In Kutzschbach v. Williamson County, 118 S.W.2d 930 (Tex.Civ.App.--Austin 1938, writ dism'd), the commissioners court, without a written contract or a written request from the owner of the land, entered an order that certain terracing work be done although a statute permitted such county work only "after request in writing by the owner of the land." (There was, instead, merely an oral agreement struck by the land owner and one of the commissioners.) Thus, the contract was ultra vires, but when the land owner refused to pay for the work, the commissioners court instituted suit, which, according to the appellate court, amounted to a ratification of the contract, rendering it valid. See also Williams v. Pure Oil Co., 78 S.W.2d 929 (Tex.1935); Mobile Electric Co. v. City of Mobile, 79 So. 39 (Ala.1918).
In our opinion, by adopting the "by-law" amendments to the 1964 agreement in 1975, after the passage of the Interlocal Cooperation Act permitted such contracts to be legally made, the county and the city confirmed and ratified their arrangement, as modified by the "by-law" amendments, curing any ultra vires defect that might have caused the original agreement to be unenforceable.
We do not pass upon the particulars of the 1975 "by-laws" amendments. We merely advise that it was within the power of the city and county in 1975 to revise their pre-existing agreement and, by doing so, to ratify and validate the arrangement between them.
On the basis of the information furnished us, it appears that the attempted unilateral rescission of the agreement by the county commissioners court in 1988 was ineffective.
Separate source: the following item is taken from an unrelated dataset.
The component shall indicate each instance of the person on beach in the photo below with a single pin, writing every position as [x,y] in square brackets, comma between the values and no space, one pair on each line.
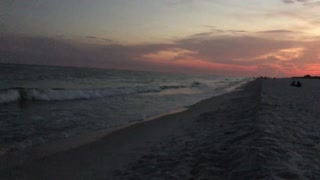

Assuming that the original 1964 contract was invalid as ultra vires, it was originally subject to disaffirmance at the election of the county. But after the county elected in 1975 to affirm and ratify the agreement by adopting the "by-law" amendments thereto, the arrangement was thereafter the subject of a binding contract that could not be cancelled arbitrarily by the commissioners court alone. See 14 Tex.Jur.3d Contracts ss 322-328 at 546; 10 Tex.Jur.3d Cancellation and Reformation of Instruments s 53 at 557.
It was within the power of the City of Seguin and the County of Guadalupe in 1975 to revise and ratify a pre-existing 1964 agreement between them regarding library services. Even if the original 1964 agreement between them was originally invalid as ultra vires, ratification in 1975 was effective because the Interlocal Cooperation Act authorizing such agreements had become law. After such ratification, the agreement was not subject to unilateral rescission and cancellation by the county.
Very truly yours,
Attorney General of Texas
First Assistant Attorney General
Executive Assistant Attorney General
Judge Zollie Steakley
Special Assistant Attorney General
Chairman, Opinion Committee
Assistant Attorney General
FN1. Our response to your request is based upon the above-cited allegations of fact reported to us. It should not be construed as a confirmation of their accuracy. The attorney general does not determine fact disputes in the opinion process. Our conclusions are not based on an independent examination of the contract and other instruments supplied with your request. We have made no independent legal analysis of their effect but have, instead, for purposes of this opinion, accepted your representation of the facts surrounding them and their intended legal consequences.
FN2. Some confusion exists as to whether subsection (b) originally applied to all counties or only to those counties (Tarrant, El Paso) to which subsection (a) applied, but the matter was mooted in 1970 when subsection (a) was amended to apply to all counties. See 1 Braden, The Constitution of the State of Texas: An Annotated and Comparative Analysis, at 294 (1977).